An Achilles' heel or Achilles heel[1][2] is a weakness in spite of overall strength, which can lead to downfall. While the mythological origin refers to a physical vulnerability, idiomatic references to other attributes or qualities that can lead to downfall are common.

Origin

In Greek mythology, when Achilles was a baby, it was foretold that he would die young. To prevent his death, his mother Thetis took Achilles to the River Styx, which was supposed to offer powers of invulnerability, and dipped his body into the water; however, as Thetis held Achilles by the heel, his heel was not washed over by the water of the magical river. Achilles grew up to be a man of war who survived many great battles. One day, a poisonous arrow shot at him was lodged in his heel, killing him shortly afterwards.

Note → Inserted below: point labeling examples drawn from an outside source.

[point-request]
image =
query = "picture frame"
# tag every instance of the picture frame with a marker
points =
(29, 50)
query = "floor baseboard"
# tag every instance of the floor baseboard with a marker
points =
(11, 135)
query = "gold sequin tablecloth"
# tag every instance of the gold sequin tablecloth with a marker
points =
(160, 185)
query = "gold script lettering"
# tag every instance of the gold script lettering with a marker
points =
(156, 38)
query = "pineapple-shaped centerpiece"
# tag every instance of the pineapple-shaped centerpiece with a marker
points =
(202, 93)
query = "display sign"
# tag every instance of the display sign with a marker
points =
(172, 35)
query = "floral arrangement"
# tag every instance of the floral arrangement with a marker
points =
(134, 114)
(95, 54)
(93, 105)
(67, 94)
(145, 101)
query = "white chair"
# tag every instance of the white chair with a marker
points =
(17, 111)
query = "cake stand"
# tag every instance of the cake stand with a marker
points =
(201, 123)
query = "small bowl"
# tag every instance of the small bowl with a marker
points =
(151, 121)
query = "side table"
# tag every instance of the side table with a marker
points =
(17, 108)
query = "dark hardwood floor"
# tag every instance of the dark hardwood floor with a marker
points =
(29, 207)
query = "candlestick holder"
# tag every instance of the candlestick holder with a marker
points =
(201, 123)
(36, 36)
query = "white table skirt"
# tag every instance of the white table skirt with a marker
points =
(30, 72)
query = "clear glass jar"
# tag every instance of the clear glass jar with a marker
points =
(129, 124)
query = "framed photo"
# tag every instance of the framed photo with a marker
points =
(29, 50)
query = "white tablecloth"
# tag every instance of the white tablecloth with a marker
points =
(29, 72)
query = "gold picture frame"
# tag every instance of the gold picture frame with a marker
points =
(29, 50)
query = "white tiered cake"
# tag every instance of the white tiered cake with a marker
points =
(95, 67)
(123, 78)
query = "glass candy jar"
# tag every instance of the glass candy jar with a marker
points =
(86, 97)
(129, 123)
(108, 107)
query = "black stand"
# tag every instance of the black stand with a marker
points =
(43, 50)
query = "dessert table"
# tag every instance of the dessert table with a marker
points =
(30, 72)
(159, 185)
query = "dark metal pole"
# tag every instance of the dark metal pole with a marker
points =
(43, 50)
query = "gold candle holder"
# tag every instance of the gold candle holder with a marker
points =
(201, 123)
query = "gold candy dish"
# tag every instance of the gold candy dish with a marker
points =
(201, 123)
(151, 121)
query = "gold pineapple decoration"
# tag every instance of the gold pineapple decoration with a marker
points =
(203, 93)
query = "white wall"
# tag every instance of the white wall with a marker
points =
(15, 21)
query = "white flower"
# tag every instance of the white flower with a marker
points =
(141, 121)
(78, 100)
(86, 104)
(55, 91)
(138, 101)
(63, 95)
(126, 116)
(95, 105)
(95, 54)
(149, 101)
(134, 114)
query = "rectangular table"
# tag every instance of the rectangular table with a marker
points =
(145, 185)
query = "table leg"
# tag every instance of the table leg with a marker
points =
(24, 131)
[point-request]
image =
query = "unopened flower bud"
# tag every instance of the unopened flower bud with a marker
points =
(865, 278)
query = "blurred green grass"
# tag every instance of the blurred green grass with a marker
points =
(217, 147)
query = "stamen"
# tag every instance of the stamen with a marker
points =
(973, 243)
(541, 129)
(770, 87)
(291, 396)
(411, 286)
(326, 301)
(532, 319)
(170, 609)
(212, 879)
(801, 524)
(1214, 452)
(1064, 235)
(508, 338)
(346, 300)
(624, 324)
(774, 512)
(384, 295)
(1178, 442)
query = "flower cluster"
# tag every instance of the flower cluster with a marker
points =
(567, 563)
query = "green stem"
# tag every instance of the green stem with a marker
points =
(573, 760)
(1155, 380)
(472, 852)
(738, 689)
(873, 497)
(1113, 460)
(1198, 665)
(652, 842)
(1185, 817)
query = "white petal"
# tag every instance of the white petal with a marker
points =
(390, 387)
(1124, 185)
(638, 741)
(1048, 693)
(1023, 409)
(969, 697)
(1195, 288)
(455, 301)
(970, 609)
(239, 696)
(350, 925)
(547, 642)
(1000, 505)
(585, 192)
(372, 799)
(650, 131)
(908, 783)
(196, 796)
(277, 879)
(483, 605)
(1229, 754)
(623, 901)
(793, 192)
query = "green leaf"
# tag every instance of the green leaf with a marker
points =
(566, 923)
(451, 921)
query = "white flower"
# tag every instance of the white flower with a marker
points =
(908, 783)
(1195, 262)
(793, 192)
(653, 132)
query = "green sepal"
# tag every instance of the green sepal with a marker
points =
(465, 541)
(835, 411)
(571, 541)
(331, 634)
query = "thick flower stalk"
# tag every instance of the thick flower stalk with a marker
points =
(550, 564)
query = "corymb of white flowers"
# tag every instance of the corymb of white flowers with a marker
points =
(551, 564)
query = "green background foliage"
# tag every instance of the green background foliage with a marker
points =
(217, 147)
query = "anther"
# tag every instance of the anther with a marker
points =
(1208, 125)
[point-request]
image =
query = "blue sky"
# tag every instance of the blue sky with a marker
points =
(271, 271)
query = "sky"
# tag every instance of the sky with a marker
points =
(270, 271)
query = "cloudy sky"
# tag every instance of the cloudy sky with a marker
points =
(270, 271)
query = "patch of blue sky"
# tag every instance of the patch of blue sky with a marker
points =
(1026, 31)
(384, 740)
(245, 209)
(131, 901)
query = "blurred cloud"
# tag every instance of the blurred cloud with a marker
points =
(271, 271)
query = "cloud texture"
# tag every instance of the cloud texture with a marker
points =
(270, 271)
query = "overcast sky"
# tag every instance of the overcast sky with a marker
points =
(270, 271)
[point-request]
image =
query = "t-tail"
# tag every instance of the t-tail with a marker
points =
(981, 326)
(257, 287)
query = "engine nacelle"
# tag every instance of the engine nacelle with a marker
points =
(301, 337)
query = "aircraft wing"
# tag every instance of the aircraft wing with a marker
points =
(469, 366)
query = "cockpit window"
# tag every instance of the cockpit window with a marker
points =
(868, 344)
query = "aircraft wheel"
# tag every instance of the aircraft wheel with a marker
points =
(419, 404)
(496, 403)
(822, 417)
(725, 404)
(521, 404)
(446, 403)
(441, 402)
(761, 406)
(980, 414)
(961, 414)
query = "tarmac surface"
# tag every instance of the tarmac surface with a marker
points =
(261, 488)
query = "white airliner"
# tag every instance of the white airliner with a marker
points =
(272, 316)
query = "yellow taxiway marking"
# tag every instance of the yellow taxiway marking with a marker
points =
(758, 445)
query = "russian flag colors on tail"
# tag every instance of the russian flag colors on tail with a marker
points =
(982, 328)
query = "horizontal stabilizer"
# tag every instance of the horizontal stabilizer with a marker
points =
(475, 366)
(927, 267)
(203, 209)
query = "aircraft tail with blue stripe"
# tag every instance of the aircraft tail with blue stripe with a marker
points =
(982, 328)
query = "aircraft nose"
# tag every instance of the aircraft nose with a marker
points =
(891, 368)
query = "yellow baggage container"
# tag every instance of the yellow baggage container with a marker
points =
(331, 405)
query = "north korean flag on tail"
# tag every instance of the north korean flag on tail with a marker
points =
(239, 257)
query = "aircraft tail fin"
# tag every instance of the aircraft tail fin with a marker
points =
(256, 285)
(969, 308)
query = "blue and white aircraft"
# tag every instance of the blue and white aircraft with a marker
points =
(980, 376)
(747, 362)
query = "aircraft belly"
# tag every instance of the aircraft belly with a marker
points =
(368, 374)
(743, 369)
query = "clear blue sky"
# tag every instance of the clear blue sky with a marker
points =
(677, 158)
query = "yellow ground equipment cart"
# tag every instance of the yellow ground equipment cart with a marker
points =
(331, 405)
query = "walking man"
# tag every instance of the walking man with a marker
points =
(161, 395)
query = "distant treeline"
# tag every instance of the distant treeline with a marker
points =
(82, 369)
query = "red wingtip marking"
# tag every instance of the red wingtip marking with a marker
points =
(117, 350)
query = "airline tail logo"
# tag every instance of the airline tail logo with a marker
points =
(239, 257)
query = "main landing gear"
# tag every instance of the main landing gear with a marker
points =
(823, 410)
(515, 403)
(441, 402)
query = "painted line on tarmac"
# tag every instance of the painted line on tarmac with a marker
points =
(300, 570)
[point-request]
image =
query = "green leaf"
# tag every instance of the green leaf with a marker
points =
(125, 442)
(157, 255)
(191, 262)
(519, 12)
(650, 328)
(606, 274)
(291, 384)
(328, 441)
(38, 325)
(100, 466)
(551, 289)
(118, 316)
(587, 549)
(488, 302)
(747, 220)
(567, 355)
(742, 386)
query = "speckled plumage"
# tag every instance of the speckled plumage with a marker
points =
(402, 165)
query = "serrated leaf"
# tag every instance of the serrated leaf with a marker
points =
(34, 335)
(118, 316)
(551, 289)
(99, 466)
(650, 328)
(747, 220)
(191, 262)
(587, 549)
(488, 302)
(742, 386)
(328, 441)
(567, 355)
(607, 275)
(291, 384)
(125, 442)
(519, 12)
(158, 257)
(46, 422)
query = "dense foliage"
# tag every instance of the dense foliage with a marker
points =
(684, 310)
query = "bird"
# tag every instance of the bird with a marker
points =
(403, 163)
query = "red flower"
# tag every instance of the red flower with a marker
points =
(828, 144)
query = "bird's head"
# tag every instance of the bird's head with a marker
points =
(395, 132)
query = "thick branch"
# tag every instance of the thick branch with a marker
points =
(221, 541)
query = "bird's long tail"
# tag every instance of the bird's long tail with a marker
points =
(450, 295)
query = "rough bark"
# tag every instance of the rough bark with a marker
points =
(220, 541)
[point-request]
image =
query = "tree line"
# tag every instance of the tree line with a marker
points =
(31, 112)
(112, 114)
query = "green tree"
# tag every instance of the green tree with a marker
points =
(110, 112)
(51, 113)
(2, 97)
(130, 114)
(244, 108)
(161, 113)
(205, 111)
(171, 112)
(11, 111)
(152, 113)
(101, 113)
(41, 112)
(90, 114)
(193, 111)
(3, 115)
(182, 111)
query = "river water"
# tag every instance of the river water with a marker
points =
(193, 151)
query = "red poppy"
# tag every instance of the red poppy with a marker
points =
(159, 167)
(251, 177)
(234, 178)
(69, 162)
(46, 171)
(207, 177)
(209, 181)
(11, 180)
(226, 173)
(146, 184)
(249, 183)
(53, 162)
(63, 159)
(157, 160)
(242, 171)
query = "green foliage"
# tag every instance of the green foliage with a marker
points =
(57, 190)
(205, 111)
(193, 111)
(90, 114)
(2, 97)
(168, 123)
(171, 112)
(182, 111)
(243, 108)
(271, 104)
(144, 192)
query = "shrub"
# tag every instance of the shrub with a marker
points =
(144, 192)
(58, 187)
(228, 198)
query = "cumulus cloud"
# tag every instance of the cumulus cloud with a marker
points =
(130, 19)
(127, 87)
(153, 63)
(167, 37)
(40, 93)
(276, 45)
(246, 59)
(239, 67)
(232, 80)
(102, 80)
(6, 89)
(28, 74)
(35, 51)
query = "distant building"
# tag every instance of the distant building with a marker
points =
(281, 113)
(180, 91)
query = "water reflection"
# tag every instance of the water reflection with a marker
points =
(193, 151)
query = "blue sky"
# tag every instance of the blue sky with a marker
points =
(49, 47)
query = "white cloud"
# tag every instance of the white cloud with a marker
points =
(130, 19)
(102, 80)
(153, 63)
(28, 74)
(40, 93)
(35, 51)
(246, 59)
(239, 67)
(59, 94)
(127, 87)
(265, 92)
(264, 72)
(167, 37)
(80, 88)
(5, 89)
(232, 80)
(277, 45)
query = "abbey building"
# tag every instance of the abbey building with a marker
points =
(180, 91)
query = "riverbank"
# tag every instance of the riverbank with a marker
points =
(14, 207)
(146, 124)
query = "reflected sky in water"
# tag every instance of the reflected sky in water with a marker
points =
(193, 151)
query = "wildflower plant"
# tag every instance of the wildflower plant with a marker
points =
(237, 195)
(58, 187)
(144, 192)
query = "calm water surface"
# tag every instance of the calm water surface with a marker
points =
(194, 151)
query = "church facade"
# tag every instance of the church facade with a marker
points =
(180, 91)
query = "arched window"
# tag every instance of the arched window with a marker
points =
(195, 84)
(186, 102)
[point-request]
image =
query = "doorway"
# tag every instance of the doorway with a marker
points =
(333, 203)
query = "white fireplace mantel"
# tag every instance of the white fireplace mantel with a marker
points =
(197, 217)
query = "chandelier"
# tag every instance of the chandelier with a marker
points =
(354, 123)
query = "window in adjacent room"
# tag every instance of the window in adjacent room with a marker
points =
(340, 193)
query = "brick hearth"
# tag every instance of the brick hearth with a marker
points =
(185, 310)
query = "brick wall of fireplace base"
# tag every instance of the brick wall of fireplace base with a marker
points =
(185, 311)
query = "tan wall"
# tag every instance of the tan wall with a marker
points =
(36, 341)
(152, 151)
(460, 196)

Oil painting (c. 1625) by Peter Paul Rubens of the goddess Thetis dipping her son Achilles in the River Styx, which runs through Hades. In the background, the ferryman Charon rows the dead across the river in his boat.

Although the death of Achilles is predicted by Hector in Homer's Iliad, it does not actually occur in the Iliad, but is described in later Greek and Roman poetry and drama[3] concerning events after the Iliad, later in the Trojan War. In the myths surrounding the war, Achilles was said to have died from a heel wound which was the result of an arrow--possibly poisoned--shot by Paris.[4]

Classical myths attribute Achilles's invulnerability to his mother Thetis having treated him with ambrosia and burned away his mortality in the hearth fire except on the heel, by which she held him. Peleus, his father, discovered the treatment and was alarmed to see Thetis holding the baby in the flames, which offended her and made her leave the treatment incomplete.[5] According to a myth arising later, his mother had dipped the infant Achilles in the river Styx, holding onto him by his heel, and he became invulnerable where the waters touched him--that is, everywhere except the areas of his heel that were covered by her thumb and forefinger.[6]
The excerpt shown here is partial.